Distributed Transactions and Virtualization

A suggestion was made on mygreatwindowsazureidea.com for Windows Azure Service Bus to support distributed transactions. The item isn’t very popular on the site with 7 votes, but I know that that’s a topic near and dear to the heart of many folks writing business solutions. We in the Service Bus team owning MSMQ and the Workflow team next door owns DTC and we’re getting enough requests now that we’ll start working on better guidance around transactions in the coming months, some of which will come in form of clips on my Subscribe blog on Channel 9.

What’s not likely going to happen is that we will provide a magic “it just works” solution that brings DTC and the 2PC model to the cloud. Why? Because 2PC isn’t doing well in that world. Here is my reply to the post on mygreatwindowsazureidea.com for better linking:

Hi, I'm on the Service Bus team and I very much appreciate the intent of this suggestion.

I wish we could enable that easily, but unfortunately this is a hard problem.

The distributed transaction model with the common 2-phase-commit protocol with a central coordinator is very suitable as a convenient error management mechanism for physical single-node systems and for small clusters of a few physical nodes that are close together. As you get very serious about scale, virtualization and high availability, the very foundation of that model starts shaking.

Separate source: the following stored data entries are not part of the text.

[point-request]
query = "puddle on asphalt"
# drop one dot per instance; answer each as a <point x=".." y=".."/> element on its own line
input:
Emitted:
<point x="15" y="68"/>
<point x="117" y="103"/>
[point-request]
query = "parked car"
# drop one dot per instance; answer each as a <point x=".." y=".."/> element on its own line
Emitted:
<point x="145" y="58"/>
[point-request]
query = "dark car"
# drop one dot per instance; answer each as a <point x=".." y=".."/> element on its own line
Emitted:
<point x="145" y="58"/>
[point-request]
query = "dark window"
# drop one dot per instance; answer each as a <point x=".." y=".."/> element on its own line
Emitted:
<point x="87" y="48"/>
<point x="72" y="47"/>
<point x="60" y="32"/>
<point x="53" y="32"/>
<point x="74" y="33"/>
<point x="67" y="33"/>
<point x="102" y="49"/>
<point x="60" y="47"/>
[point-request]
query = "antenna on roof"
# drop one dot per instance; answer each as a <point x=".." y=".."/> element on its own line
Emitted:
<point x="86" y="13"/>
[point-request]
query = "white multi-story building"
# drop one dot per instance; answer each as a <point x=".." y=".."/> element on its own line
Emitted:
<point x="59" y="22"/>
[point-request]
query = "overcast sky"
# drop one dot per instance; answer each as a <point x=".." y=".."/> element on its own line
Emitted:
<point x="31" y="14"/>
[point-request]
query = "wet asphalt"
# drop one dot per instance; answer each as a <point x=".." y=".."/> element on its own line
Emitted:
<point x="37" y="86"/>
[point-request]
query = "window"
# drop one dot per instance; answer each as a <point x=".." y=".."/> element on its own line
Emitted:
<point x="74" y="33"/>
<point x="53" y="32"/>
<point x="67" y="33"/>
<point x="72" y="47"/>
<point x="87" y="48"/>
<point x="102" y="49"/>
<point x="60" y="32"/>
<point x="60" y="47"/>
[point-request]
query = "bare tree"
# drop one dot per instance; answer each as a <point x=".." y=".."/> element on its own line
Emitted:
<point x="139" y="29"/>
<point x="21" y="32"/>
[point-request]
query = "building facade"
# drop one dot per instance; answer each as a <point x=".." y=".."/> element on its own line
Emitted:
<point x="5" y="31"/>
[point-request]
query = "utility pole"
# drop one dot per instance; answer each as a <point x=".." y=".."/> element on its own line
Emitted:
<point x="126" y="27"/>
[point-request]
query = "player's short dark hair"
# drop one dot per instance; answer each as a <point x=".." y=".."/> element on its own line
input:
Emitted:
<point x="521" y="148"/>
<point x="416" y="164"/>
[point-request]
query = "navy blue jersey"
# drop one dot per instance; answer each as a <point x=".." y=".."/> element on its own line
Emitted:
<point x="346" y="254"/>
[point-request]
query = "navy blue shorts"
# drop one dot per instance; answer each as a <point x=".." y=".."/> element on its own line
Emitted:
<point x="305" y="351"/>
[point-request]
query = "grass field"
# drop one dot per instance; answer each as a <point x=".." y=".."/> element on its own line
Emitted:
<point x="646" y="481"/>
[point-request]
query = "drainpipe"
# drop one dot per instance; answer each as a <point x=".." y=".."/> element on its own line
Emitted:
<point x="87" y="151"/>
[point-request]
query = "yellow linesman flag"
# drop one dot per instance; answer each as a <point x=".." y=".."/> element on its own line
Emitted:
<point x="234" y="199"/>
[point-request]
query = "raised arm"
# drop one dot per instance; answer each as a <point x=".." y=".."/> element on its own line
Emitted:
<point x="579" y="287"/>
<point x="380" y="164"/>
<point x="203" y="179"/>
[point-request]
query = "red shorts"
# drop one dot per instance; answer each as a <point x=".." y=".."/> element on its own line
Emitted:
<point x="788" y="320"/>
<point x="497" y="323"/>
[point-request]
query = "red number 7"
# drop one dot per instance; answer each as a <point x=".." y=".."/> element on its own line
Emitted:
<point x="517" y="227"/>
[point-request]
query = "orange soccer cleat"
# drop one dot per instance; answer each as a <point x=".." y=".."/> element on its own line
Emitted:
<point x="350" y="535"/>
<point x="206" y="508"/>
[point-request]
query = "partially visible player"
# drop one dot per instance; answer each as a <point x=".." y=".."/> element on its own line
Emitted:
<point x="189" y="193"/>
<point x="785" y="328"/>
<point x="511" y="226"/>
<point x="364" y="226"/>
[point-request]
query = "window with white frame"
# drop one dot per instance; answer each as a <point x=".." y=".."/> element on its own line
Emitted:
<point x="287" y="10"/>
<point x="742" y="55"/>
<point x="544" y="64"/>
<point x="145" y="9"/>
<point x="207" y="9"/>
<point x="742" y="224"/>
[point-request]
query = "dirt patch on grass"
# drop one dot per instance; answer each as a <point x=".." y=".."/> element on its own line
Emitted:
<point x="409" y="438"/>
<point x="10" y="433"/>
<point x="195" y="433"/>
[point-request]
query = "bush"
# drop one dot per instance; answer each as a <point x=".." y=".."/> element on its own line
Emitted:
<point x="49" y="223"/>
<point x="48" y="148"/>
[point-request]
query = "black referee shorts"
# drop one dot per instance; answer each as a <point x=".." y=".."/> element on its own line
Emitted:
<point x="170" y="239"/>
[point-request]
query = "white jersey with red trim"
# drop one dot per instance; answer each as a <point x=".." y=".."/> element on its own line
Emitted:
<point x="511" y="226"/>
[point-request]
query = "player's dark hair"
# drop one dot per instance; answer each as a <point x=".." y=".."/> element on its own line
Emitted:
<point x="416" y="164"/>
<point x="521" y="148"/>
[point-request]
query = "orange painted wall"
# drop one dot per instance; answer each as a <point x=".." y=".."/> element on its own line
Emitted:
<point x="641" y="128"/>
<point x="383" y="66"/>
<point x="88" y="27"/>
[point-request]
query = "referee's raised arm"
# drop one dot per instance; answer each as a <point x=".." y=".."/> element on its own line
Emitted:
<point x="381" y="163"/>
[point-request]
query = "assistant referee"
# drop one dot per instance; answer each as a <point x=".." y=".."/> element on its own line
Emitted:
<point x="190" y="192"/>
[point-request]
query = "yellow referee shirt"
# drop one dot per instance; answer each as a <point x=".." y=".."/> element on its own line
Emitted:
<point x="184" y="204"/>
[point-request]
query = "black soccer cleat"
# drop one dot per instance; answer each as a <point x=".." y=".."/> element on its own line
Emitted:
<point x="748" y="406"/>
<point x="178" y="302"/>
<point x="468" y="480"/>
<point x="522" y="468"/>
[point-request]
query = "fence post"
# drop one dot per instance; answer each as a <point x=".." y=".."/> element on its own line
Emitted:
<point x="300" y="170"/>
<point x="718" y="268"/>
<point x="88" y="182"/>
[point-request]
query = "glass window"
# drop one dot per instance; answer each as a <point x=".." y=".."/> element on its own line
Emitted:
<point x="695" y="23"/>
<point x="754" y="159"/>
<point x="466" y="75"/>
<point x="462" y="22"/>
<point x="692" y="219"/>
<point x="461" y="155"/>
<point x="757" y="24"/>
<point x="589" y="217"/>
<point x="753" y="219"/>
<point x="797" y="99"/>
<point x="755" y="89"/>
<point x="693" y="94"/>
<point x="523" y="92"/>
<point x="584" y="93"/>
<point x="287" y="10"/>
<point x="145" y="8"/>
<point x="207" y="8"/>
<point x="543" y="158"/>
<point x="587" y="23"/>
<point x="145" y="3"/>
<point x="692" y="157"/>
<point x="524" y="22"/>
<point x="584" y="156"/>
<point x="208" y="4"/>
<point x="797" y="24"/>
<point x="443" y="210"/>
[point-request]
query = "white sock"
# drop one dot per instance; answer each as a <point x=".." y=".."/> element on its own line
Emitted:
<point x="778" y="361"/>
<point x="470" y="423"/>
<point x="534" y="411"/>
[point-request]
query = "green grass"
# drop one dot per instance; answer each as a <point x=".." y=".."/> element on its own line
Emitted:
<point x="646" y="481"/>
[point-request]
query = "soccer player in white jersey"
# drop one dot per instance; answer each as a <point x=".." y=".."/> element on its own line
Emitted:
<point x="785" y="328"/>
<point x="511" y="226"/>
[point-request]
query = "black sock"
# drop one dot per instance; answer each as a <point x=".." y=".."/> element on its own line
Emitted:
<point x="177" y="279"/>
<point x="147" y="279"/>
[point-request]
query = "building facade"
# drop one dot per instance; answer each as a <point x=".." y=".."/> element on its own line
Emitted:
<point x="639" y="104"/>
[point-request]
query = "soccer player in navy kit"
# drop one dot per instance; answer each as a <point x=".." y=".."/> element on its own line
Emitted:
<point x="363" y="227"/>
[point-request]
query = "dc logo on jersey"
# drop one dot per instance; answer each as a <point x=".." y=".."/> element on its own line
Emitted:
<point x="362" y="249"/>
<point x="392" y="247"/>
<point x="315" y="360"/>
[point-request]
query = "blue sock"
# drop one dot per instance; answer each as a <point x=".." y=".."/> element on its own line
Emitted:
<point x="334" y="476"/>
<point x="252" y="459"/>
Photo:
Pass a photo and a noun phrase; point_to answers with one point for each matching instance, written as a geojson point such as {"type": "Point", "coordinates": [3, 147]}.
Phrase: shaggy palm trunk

For 2PC to work, the coordinator’s availability both in terms of compute but also in terms of network availability must be close to perfect. If you lose the coordinator or you lose sight of the coordinator and you have resources in ‘prepared’ state, there is no reasonable mechanism for those resources to break their promise and back out in 2PC. On premises, the solution to that is to cluster DTC with the Windows Clustering services on a shared, redundant disk array and have redundant networking to all resources. Unless you do exactly that, you’re not likely building a solution that survives a DTC hardware component failure without running in major trouble on the software side. Once you step into virtualized environments, a lot of the underlying assumptions of that cluster setup start to break down as the virtualization environment and placement strategies introduce new risk into the relationship between the clustered resources.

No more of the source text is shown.